Chyba każdemu z nas zdarzyło się pomylić adresata wiadomości czy opublikować nie to, co chcieliśmy. To samo przydarzyło się Steve'owi Witkoffowi, specjalnemu wysłannikowi USA ds. misji pokojowych, który na platformie X prawdopodobnie chciał wysłać wiadomość prywatną, a opublikował komentarz.
W środę media na całym świecie obiegła informacja o opracowanym przez amerykańskich i rosyjskich urzędników planie zakończenia wojny w Ukrainie. Rozwiązania te, będące de facto spełnieniem żądań Moskwy, wzbudziły ogromne kontrowersje na Zachodzie. Szerzej piszemy o nich TUTAJ.
Jako pierwszy o "planie pokojowym" poinformował serwis Axios, a konkretnie dziennikarze: Barak Ravid i Dave Lawler. Ten pierwszy opublikował na platformie X wpis, w którym zalinkował do powstałego artykułu, na co odpowiedział specjalny wysłannik USA ds. misji pokojowych Steve Witkoff, pisząc w komentarzu: "Musiał to dostać od K".
Looks like Steve Witkoff tweeted what was meant to be a DM, saying the content for this much-discussed Axios story must have come from "K." Almost certainly this refers to Kirill Dmitriev, who is quoted in the story. But it seems the Russian side is leaking this for a reason.... pic.twitter.com/xuP2lV1FcZ
michaeldweissNovember 19, 2025
Choć wpis Witkoffa został szybko usunięty, to - jak wiadomo - w internecie nic nie ginie. Jednym z pierwszych, którzy zauważyli wpis Witkoffa, był dziennikarz Michael Weiss, a następnie portal The Daily Beast. Zachodni dziennikarze spekulują, że wspomniany przez Witkoffa "K." to Kiryłł Dmitrijew, szef Rosyjskiego Funduszu Inwestycji Bezpośrednich i bliski współpracownik Władimira Putina, zaangażowany w rozmowy pokojowe.

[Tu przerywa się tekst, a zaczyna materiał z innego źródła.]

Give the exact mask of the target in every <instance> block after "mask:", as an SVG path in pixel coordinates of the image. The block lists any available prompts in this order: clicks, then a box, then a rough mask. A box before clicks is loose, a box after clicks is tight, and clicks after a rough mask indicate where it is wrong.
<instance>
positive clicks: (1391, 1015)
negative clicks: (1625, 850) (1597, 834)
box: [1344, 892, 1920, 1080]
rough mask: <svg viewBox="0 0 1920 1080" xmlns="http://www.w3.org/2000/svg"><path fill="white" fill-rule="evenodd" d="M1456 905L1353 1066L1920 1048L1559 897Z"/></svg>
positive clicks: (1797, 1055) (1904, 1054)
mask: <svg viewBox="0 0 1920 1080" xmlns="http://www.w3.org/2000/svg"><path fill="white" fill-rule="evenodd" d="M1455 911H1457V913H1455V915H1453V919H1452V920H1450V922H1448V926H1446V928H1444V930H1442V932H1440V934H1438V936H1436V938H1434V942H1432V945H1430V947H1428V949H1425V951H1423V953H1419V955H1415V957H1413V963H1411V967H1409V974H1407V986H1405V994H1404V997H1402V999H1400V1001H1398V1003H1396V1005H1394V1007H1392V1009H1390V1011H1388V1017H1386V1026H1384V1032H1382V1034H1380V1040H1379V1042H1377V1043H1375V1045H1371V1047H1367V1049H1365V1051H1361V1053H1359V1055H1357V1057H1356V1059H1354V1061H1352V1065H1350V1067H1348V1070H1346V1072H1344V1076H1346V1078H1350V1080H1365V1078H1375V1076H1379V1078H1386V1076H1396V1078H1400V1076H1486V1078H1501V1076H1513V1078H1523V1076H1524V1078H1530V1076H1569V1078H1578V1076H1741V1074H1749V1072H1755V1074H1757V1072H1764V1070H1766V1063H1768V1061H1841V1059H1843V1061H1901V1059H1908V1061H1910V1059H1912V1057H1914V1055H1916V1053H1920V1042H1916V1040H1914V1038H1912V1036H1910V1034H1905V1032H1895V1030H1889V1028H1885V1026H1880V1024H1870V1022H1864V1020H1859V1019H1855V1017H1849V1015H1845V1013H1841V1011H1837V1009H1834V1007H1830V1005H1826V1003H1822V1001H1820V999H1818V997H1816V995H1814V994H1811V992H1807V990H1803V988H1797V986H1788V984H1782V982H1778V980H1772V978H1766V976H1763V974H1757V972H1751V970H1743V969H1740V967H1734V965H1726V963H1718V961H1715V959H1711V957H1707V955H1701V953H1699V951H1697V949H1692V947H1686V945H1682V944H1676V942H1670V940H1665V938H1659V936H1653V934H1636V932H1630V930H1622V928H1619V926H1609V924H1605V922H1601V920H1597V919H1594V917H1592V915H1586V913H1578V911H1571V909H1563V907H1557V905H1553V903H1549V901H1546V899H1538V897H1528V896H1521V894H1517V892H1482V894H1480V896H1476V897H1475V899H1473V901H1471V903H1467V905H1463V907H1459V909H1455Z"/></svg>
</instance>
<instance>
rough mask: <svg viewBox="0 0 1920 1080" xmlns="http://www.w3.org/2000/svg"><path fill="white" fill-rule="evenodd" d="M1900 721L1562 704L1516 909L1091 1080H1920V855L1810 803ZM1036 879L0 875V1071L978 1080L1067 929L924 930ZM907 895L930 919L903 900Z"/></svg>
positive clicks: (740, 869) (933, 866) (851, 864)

Artykuł Axiosa, o którym mowa, został opublikowany w środę. Napisano w nim, że plan zakończenia wojny w Ukrainie składa się z 28 punktów i został opracowany przez Witkoffa, który szczegółowo omówił go z Dmitrijewem. W artykule zacytowano również samego Dmitrijewa, który potwierdził powstanie planu, dodając: "Uważamy, że stanowisko Rosji zostało rzeczywiście wysłuchane".
Niezależny rosyjski portal Meduza przypomniał, że to nie pierwszy incydent w sieci związany z członkami administracji Donalda Trumpa. Przypomniano skandal z wiosny br., kiedy redaktor naczelny "The Atlantic", Jeffrey Goldberg, ujawnił, że został dodany do czatu grupowego w aplikacji Signal, gdzie omawiano ataki na pozycje rebeliantów Huti w Jemenie.
Czat grupowy składał się z 18 osób, w tym Steve'a Witkoffa, wiceprezydenta USA J.D. Vance'a, sekretarza obrony Pete'a Hegsetha, doradcy ds. bezpieczeństwa narodowego Mike'a Walzta i sekretarza stanu Marco Rubio. Waltz później wziął na siebie odpowiedzialność za incydent i zrezygnował ze stanowiska, a amerykański prezydent ogłosił, że zostanie mianowany ambasadorem USA przy ONZ.